A Composite Formation Route to Well-Crystalline Manganese Oxide Nanocrystals: High Catalytic Activity of Manganate-Alumina Nanocomposites

Manganese oxide nanocrystals are combined with aluminum oxide nanocrystals to improve their crystallinity via calcination without a significant increase of crystal size. A nanocomposite, consisting of two metal oxides, can be synthesized by the reaction between permanganate anions and aluminum oxyhydroxide keggin cations. The as-prepared manganese oxide-aluminum oxide nanocomposite is X-ray amorphous whereas heat-treatment gives rise to the crystallization of an alpha-MnO(2) phase at 600 degrees C and Mn(3)O(4)/Mn(2)O(3) and. gamma-Al(2)O(3) phases at 800 degrees C. Electron microscopy and N(2) adsorption-desorption-isotherm analysis clearly demonstrate that the as-prepared nanocomposite is composed of a porous assembly of monodisperse primary particles with a size of similar to 20 nm and a surface area of >410 m(2) g(-1). Of particular interest is that the small particle size of the as-prepared nanocomposite is well-maintained up to 600 degrees C, a result of the prevention of the growth of manganate grains through nanoscale mixing with alumina grains.
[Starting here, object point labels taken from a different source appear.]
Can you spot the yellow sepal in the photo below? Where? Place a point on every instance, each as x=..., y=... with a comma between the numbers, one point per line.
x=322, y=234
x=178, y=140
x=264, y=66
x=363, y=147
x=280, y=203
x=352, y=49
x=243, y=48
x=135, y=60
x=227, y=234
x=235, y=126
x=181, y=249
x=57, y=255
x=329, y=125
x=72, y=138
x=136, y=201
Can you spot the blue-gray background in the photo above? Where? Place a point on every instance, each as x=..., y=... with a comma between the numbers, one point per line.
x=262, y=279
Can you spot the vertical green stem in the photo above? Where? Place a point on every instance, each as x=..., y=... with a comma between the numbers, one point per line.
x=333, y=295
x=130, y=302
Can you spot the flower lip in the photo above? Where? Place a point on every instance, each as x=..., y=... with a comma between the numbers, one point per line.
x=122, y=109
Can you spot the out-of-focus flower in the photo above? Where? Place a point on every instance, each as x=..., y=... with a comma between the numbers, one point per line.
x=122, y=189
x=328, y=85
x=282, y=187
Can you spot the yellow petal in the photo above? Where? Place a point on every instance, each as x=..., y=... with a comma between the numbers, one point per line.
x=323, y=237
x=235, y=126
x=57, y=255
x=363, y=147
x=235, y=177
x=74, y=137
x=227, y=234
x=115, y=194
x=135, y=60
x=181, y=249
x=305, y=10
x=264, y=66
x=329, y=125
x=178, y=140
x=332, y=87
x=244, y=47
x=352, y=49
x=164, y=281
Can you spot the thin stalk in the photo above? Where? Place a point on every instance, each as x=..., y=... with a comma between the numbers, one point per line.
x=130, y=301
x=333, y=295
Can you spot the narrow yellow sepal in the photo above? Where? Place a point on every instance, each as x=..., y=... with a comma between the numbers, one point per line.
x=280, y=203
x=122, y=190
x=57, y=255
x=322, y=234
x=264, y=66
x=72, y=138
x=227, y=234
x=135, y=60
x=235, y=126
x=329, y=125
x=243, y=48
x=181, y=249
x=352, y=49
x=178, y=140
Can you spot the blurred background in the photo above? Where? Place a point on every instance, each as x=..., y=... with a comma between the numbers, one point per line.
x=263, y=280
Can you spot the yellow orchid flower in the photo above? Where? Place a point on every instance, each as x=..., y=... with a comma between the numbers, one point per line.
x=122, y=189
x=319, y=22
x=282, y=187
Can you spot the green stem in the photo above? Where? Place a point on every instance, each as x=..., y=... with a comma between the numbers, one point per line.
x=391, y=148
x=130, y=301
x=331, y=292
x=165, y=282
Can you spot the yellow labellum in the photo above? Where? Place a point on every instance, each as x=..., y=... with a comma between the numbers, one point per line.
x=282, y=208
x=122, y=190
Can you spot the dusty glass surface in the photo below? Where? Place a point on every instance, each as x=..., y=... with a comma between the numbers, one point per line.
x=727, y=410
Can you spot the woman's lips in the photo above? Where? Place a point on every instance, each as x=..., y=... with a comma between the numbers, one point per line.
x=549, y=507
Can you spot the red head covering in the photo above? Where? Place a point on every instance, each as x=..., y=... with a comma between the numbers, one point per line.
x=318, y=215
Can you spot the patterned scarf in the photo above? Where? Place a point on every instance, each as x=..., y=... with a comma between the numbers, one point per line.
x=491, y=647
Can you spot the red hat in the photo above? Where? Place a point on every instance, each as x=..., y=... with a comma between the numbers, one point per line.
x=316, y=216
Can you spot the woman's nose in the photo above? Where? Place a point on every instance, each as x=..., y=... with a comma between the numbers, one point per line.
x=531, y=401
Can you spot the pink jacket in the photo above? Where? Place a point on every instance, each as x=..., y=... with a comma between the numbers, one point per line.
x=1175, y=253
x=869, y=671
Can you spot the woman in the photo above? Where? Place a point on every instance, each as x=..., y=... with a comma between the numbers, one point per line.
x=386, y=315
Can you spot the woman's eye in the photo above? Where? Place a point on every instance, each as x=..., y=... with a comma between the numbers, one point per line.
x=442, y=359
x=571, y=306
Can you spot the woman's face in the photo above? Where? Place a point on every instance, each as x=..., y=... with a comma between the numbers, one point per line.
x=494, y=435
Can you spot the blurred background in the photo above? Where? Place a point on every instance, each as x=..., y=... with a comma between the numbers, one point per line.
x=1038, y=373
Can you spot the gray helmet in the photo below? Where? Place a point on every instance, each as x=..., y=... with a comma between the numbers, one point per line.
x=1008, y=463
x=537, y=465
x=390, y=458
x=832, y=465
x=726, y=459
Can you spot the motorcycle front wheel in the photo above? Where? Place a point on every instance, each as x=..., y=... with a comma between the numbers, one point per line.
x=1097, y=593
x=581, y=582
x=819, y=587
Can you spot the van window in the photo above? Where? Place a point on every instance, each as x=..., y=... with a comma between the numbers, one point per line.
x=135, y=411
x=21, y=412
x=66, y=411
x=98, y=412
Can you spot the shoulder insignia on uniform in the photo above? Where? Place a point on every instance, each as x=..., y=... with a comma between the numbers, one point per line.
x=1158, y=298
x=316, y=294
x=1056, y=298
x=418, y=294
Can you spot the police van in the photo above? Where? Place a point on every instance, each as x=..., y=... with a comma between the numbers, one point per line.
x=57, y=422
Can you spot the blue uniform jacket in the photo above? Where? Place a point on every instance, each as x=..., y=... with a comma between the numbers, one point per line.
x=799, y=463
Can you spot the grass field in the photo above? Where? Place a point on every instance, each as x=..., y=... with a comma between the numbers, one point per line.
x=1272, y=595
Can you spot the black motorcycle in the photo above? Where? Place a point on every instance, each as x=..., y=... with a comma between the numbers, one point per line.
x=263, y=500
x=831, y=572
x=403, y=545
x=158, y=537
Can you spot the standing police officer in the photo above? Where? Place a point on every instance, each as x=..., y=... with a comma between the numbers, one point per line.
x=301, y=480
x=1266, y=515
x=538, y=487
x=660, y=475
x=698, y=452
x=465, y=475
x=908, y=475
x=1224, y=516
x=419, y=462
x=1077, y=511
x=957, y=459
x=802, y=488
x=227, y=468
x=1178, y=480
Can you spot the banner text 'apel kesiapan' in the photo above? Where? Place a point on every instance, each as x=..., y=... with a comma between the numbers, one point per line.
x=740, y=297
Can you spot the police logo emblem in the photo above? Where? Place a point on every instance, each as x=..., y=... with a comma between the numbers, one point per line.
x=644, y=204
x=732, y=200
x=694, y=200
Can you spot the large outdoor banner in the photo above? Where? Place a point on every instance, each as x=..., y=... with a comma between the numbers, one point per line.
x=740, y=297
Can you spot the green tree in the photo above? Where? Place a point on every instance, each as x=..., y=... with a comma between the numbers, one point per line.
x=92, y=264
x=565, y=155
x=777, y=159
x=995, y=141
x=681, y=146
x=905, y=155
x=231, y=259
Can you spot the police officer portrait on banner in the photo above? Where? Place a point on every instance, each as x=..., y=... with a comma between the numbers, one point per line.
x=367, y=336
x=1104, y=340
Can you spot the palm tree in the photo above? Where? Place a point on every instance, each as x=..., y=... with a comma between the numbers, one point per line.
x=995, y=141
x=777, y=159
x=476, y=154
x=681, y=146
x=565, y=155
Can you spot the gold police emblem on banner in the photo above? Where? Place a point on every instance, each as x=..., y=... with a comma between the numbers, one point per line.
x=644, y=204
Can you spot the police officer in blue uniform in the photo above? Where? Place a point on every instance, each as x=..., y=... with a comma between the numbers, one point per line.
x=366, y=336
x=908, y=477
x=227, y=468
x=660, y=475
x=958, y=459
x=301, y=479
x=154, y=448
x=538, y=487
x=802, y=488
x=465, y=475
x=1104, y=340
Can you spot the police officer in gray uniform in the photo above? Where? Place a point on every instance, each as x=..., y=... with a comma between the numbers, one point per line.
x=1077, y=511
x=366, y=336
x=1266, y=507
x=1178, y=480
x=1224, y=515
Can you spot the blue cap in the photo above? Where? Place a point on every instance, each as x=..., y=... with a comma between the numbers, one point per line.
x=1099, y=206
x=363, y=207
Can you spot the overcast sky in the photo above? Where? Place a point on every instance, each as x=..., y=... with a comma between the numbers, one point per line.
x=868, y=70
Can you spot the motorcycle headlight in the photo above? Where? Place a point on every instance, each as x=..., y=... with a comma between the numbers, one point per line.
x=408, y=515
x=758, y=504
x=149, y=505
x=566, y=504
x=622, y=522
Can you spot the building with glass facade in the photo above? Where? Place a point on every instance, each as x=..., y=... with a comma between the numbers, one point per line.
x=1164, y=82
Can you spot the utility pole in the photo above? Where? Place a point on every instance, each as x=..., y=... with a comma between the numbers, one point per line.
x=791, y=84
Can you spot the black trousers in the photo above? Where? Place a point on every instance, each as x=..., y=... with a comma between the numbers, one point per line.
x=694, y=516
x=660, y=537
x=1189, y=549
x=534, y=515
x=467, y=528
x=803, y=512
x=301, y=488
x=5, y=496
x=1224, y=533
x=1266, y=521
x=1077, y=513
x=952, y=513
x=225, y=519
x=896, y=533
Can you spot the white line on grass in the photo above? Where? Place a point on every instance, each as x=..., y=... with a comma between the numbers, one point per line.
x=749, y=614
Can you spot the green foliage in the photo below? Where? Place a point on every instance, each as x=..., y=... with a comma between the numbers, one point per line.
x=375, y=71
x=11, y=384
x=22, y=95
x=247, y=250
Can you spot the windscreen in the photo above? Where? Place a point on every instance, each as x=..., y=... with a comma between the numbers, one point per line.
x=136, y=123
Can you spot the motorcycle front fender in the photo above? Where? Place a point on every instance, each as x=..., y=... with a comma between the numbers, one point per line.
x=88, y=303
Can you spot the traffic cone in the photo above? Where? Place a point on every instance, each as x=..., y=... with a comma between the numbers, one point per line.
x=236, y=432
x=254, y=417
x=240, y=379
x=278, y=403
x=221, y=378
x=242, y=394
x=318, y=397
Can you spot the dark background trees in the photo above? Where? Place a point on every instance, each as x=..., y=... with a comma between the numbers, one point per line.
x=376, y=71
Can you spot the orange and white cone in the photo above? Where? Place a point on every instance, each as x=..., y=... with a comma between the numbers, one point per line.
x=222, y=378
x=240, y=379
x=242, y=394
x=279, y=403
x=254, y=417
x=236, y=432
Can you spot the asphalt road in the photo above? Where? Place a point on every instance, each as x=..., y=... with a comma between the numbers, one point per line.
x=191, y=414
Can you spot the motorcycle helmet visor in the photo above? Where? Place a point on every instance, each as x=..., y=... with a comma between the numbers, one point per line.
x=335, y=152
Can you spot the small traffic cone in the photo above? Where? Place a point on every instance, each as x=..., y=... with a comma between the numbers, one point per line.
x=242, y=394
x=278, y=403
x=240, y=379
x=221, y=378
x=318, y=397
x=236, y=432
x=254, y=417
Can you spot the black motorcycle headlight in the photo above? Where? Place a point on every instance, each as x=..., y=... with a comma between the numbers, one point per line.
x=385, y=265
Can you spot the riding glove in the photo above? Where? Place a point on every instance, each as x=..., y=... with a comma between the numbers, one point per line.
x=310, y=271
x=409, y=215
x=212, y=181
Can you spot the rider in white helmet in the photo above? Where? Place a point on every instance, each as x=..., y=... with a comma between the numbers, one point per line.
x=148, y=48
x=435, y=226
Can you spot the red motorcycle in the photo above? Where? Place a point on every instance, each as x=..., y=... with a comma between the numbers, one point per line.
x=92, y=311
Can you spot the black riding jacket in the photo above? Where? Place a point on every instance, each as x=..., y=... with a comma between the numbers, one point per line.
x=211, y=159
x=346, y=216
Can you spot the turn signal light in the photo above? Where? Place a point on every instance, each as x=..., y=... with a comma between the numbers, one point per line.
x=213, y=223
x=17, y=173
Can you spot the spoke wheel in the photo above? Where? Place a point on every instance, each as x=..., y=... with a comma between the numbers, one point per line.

The calcined nanocomposite shows very-high catalytic activity for the oxidation of cyclohexene with an extremely high conversion efficiency of >95% within 15 min. The present results show that the improvement of the crystallinity without significant crystal growth is very crucial for optimizing the catalytic activity of manganese oxide nanocrystals.